The first two years I was in Dawson Creek, I had a room in the Harper Block; the last two Miss Hood and I shared a small house on what used to be the golf course. Soon after we moved in, one of the trucking companies set up a storage yard behind and to the left of our cottage. On several occasions we were awakened at night by loud crashes. Once more a truck taking a short cut through our yard had tangled with the clothesline upsetting the outhouse to which it was attached.

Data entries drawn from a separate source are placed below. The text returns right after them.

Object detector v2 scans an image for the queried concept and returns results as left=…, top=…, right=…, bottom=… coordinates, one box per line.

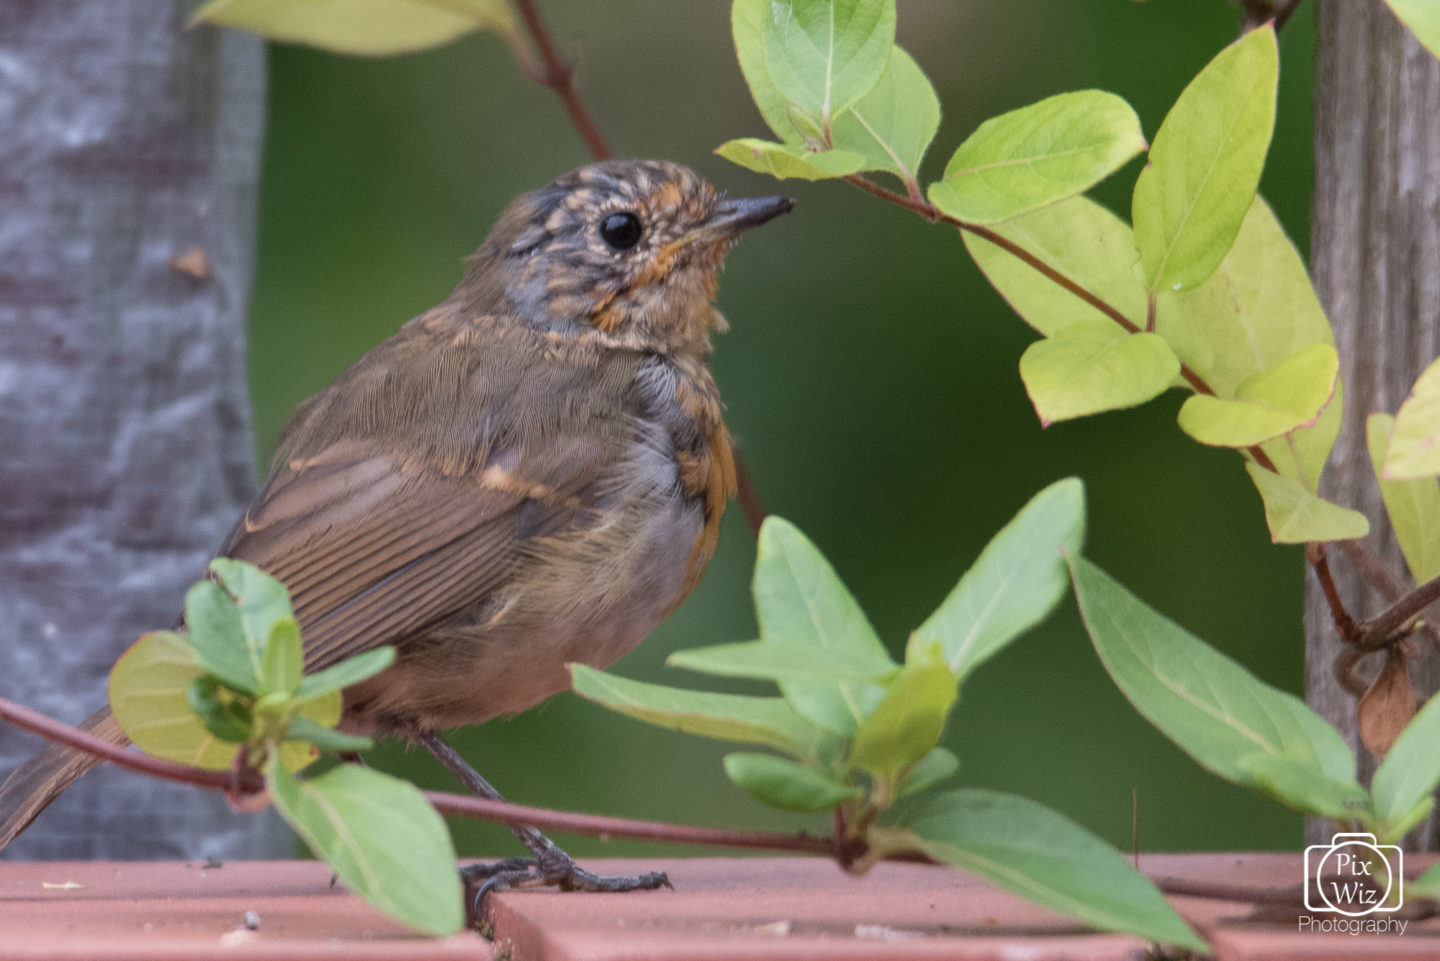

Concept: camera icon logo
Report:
left=1303, top=832, right=1402, bottom=916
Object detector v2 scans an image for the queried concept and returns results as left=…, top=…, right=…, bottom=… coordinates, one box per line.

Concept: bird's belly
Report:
left=342, top=491, right=705, bottom=734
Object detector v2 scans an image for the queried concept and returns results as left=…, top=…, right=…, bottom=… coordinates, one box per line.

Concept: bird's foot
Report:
left=462, top=854, right=670, bottom=926
left=462, top=853, right=671, bottom=893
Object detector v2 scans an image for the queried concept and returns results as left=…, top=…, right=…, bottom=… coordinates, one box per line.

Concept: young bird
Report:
left=0, top=159, right=793, bottom=892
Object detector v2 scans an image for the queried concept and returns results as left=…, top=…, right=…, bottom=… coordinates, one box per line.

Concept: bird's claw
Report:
left=462, top=854, right=670, bottom=925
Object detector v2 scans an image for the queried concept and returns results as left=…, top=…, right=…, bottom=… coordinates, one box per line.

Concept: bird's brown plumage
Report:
left=0, top=159, right=792, bottom=848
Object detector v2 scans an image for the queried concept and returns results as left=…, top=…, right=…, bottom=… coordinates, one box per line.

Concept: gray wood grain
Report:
left=0, top=2, right=285, bottom=858
left=1307, top=0, right=1440, bottom=846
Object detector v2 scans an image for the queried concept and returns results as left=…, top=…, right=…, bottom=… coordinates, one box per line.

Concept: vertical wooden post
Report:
left=0, top=3, right=284, bottom=858
left=1307, top=0, right=1440, bottom=846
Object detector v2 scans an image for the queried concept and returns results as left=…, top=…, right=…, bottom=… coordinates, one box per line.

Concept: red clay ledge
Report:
left=0, top=854, right=1436, bottom=960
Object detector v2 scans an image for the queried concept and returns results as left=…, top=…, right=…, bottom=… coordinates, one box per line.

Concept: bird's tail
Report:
left=0, top=706, right=125, bottom=851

The house was comfortable when both stoves were going, but we rarely managed to keep them going all night. On cold mornings there was always ice to be broken on the water barrel in the kitchen. We could tell if it was really cold by stretching one arm out from the covers and turning the hand lotion bottle upside down. If the liquid was frozen it was an occasion for wearing all the warm clothes we had.
I remember one horrible morning when wind, temperature and the winter sun combined to turn every street in town into a slithering ice arena on which it was impossible to walk. I fell down three times on the way to school. Another time the tip of my nose froze in the short three-block walk from home to school.
Another very vivid memory of those years is the mud. The school was closed once because Dawson Creek was completely isolated. The only vehicle in or out was the mail truck and it didn’t always make it. I can remember being mired in the center of the main street and ending up flat in the mud.
The four years I spent teaching in Dawson Creek were amongst the busiest and happiest of my life. Primarily because of the people I met and the friends I made amongst the students, staff and people in the town. Then too, there was a great deal of satisfaction in accepting the challenge of teaching conditions and teaching loads that were pretty heavy and doing not too bad a job.
No teacher ever forgets her first year’s teaching and the students in her first classes. Of that first year my only sad memory is of the Grade Twelve boys who showed such promise and who were lost overseas so very soon afterwards, Jack Linklater and Dick Bennett.
On anyone who has grown up at the coast and then moved north for a time, the land itself leaves a deep impression. There are many vivid pictures in my mind — the gold and brown of the autumn fields, the northern lights, the chill whiteness of the winter, the fresh green of the spring — and always so much sky.